The atomic-lockfile npm package itself showed only 134 weekly downloads on Socket before it was deregistered, so the real exposure is the AUR build method rather than the npm installation.
The second wave used the js-digest install bundle, pushed from a separate set of community tracker accounts that link to the npm publisher as an atomic-lock file. Its payload is a different type of binary, ELF is different with its hash, which is also marked as malicious by the community.
How far this wave has spread is yet to be calculated. An early split listed a few packages, while a later grep-based search of the AUR mirror returned very high numbers that likely included churn as commits were removed. Either way, it’s not a first wave footnote, so check both atomic-lockfile and js-digest.
What you have to do now
Arch maintainers are halting malicious activity, banning accounts, and asking users to continue reporting suspect packages to the mailing list.
Treat the published affected package list as incomplete. Finally:
- Check any AUR package installed or updated on or after June 11 against a list of public packages and identifiers, comparing your external packages to the known bad set. Grep’s recent build history and repositories for npm install atomic-lockfile, bun install js-digest, and the src/hooks/deps path.

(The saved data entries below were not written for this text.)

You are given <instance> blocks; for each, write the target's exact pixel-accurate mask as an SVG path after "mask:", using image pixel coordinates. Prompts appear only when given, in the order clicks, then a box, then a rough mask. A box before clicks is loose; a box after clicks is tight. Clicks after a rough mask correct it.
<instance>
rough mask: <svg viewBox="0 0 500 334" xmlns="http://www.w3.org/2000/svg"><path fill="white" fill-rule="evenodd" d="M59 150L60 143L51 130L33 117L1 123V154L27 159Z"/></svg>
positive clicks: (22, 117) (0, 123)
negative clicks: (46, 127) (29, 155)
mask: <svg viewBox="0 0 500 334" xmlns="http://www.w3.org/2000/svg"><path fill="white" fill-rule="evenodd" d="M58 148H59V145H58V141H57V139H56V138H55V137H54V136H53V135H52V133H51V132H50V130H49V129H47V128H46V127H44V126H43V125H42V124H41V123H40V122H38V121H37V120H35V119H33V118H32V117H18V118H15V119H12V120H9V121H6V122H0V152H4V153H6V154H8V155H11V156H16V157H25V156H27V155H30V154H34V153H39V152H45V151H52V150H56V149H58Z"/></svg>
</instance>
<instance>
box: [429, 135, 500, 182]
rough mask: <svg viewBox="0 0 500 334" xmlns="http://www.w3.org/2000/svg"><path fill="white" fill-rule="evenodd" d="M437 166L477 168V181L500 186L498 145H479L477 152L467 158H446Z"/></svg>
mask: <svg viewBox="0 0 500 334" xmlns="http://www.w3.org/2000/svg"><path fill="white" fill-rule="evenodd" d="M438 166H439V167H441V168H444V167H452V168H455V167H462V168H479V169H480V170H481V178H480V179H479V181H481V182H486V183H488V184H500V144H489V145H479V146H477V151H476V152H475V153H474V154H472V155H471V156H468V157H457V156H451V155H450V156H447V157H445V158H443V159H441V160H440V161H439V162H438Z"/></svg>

- If a flagged package is active, treat the host as vulnerable. Rotate everything you steal: browser sessions, SSH keys, GitHub and npm tokens, Slack, Groups and Discord sessions, Vault tokens, Docker and Podman credentials, and any cloud keys.
- Hunt for persistence. Check for unknown system resources (both system units and ~/.config/systemd/user/) and unexpected files under /var/lib/. Check /sys/fs/bpf/ for hidden_pids, hidden_names, and hidden_inodes maps. Review outgoing connections to Tor and load services.
- If the package works as root, assume a rootkit is present and restore it to trusted media. There is no way to trust the system otherwise.
- To go further, read PKGBUILD and any .include hooks before you build, especially packages that are recently received or run suddenly after a long hiatus. If you don’t understand the build instructions, don’t install the package.
For detection, the SHA-256 of the main payload is 6144d433f8a0316869877b5f834c801251bbb936e5f1577c5680878c7443c98b; the full pointer set, including onion host C2, is in ioctl.fail analysis.
A similar detection trick hit the PDF viewer package that was released in 2018; version 2026 has recently increased it, part of a wider attack that hijacks orphaned projects to gain trust instead of typing to deceive users. The affected list is not exhaustive, and no CVE is given; Sonatype tracks the campaign as Sonatype-2026-003775 (CVSS 8.7).
The attack worked because the AUR still trusts the package name and history of who maintains it now. A newly received package, or one that just explodes new installation hooks, is now suspect as a package from a stranger.